The U.S. Postal Service is returning to all-metal cluster mailboxes, which means the plastics industry is losing a groundbreaking application - a polycarbonate version of the centralized, locking mailbox used at apartments, condominiums and housing developments.
While industry observers say the first-ever plastic cluster box from American Locker Group Inc. did perform well, the aluminum version is better at preventing mail theft, which is important because of growing concerns about identify theft.
American Locker's contract expired Feb. 28. The company will continue to supply the Postal Service units through May. Losing the contract means the Jamestown, N.Y., firm is taking a big hit.
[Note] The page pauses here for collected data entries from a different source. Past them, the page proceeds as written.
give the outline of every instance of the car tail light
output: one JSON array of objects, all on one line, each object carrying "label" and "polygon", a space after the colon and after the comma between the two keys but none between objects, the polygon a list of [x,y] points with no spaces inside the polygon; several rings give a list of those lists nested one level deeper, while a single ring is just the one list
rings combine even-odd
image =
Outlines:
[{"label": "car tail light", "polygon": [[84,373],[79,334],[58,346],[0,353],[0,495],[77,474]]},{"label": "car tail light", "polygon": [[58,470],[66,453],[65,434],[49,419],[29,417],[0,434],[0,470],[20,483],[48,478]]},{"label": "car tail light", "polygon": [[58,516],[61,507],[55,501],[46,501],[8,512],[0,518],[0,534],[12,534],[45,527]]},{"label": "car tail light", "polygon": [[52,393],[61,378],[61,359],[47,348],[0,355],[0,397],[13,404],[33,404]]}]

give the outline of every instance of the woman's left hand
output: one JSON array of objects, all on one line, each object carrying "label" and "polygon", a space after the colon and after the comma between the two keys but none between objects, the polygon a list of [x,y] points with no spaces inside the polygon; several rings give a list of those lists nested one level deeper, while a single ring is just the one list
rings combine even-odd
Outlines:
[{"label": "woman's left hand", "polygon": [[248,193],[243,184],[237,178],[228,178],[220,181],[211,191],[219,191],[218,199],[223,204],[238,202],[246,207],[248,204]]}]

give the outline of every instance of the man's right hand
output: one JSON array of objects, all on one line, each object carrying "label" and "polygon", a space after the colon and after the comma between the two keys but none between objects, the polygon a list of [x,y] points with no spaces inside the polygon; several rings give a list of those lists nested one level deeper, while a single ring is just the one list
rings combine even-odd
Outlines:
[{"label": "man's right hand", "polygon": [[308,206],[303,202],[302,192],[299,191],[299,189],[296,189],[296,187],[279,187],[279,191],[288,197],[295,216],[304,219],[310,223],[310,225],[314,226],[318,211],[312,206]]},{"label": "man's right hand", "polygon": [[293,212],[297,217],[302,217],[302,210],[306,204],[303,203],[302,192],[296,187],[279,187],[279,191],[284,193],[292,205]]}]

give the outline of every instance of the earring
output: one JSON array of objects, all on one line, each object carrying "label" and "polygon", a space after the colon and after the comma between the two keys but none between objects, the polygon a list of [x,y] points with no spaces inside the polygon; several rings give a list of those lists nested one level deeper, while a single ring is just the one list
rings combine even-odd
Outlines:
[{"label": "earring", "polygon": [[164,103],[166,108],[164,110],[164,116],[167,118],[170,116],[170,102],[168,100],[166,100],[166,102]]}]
Plastic locker sales to the Postal Service, developers and distributors accounted for 58 percent of the company's $37.9 million in sales through the first three quarters of 2004. In a March 4 filing with the Securities and Exchange Commission, the company said its two top executives have agreed to take 25 percent pay cuts.
The bloodletting is all out in the open for American Locker, since it is publicly traded on Nasdaq.
GI Plastek of Newburyport, Mass., injection molded the product for American Locker.
``It's certainly a significant customer to us,'' said GI Plastek President Randy Herman. But he said his firm will make up the loss with work from a new customer.
``I think plastics can win back this product in the marketplace, but it's going to take some engineering time to do it,'' he said.
However, it's clear for now, at least, that the cluster box is returning to metal. The company that won the exclusive seven-year Postal Service contract, Auth-Florence Manufacturing Co. of Manhattan, Kan., makes cluster boxes and outdoor parcel lockers of powder-coated aluminum and stainless-steel components, said spokeswoman Stacy Kohlmeier.
A Postal Service spokesman declined to give the dollar amount of the new contract, but the Buffalo News reported it is worth $145.6 million.
``Plastic has served us well, and plastic is a good product,'' said USPS spokesman Jim Quirk. But the Postal Service significantly changed its specification, and the polycarbonate boxes could not meet the new security requirements, he said.
"In terms of best value in what we asked for, and the price, the winning contractor provided that," Quirk said.
With the help of GI Plastek, American Locker had managed to break metal's domination of the postal cluster box. Under the expired contract, American Locker also included aluminum cluster boxes and another plastic product, the outdoor parcel locker.
Postal Service contracts mean high-volume business. According to American Locker's 2003 annual report, the company has shipped more than 171,000 plastic outdoor parcel lockers to the USPS since 1989.
In 1994, American Locker negotiated the USPS contract for plastic cluster boxes, using components manufactured by outside vendors and assembled by its wholly owned subsidiary, American Locker Security Systems in Jamestown.
The new emphasis on mail security is spelled out in American Locker's third-quarter report last year. After noting that the Postal Service had pre-qualified it and four other companies to bid on the cluster box units, American Locker said: ``The USPS has also indicated that it will upgrade the specification that CBUs are designed to meet, to increase resistance to mail theft.''
In the third-quarter report, American Locker said it was working on new designs to meet the requirements.
In a Feb. 8 news release, American Locker said the lost business is likely to hurt the firm.
``The company is actively exploring the development of new markets and strategies to mitigate the effects of this development,'' it said.
The company also makes partitions, shelving, and store fixtures.